Guest post by Don Gregory, president, OnTarget Research

If hearing the voice of the customer through market research and using that insight to help drive and measure business success is so important, why are an increasing number of business leaders turning away from using the tool as they once did.

The answer is simple, market research isn’t providing the value and insight it once did. There are many reasons for this but here are three that are near the top of the list.

1. The right questions aren’t being asked
In fact, market research questions have become increasingly lazy over time. For market research to deliver lasting value, the areas of investigation and questions asked must reflect an intimate understanding of the marketplace, its complexities and the mindset of the customer. Healthy debate about what questions to ask must be held with key stakeholders to bring clarity to the issues that need to be understood.
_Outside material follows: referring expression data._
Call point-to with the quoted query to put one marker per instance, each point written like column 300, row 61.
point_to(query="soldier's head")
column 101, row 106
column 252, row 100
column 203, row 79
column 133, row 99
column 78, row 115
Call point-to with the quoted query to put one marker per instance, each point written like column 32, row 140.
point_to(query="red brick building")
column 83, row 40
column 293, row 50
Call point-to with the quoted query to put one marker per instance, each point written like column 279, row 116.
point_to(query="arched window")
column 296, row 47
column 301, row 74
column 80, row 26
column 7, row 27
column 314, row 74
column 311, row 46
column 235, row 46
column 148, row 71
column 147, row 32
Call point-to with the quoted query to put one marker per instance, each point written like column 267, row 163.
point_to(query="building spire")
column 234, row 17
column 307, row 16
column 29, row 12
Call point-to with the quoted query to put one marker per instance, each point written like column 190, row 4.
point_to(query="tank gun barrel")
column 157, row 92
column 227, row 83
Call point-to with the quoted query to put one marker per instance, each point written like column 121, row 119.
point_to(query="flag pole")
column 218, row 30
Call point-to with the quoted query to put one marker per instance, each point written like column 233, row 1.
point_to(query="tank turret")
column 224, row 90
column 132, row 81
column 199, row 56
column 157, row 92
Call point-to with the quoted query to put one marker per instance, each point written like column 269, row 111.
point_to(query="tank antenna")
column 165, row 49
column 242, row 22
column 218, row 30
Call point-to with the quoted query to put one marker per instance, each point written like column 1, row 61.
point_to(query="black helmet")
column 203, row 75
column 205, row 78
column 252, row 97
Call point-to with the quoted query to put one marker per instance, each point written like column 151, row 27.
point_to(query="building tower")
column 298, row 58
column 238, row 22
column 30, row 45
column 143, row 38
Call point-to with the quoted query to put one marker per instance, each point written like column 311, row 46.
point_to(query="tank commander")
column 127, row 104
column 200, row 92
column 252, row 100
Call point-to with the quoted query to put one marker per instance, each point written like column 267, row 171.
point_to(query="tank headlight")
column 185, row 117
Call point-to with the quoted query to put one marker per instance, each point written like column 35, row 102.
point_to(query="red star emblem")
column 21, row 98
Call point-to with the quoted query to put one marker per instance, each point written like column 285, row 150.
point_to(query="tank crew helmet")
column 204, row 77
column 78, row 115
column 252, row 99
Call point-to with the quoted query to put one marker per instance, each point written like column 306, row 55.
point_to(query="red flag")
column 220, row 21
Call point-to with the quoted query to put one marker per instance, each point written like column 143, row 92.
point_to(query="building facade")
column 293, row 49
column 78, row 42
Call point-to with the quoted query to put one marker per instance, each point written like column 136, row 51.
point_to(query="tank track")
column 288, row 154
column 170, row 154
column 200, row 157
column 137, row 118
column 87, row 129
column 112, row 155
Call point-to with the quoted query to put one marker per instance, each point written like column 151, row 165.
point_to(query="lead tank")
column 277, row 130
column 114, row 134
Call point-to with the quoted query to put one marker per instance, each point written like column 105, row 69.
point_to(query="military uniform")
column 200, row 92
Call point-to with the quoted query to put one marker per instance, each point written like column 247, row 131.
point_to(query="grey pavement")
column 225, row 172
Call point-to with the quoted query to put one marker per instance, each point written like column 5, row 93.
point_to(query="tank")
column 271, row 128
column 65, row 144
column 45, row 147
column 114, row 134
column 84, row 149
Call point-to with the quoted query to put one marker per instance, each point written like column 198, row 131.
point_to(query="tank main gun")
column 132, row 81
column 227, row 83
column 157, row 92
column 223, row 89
Once completed, extreme care must be taken to write and sequence questions to provide the insight that is desired.

2. People forget that there must be a rhythm to market research
We have all sat in planning meetings where someone says “we need to do some market research before we move forward”. The research is fielded, analyzed and insights are gleaned. Unfortunately the research effort ends there. The problem arises with this strategy when there are shifts in the market or new competitors or products enter into it. Old research can’t answer new questions. There must be a sustained rhythm to market research to continuously measure shifts in the market. Doing so can not only address new questions and concerns but it can even help leaders look to the future and proactively respond to what they are seeing.

3. People want to fight with what the research is telling them
Especially when they don’t like the answers they are getting. Surprisingly, fighting for turf and defending previous business decisions becomes more important than listening to what customers are saying. It is refreshing and extremely powerful when leaders work hard to understand what customers are telling them and digest that insight to improve their performance. Fighting against customers has never proved successful. Listening to and embracing their input has!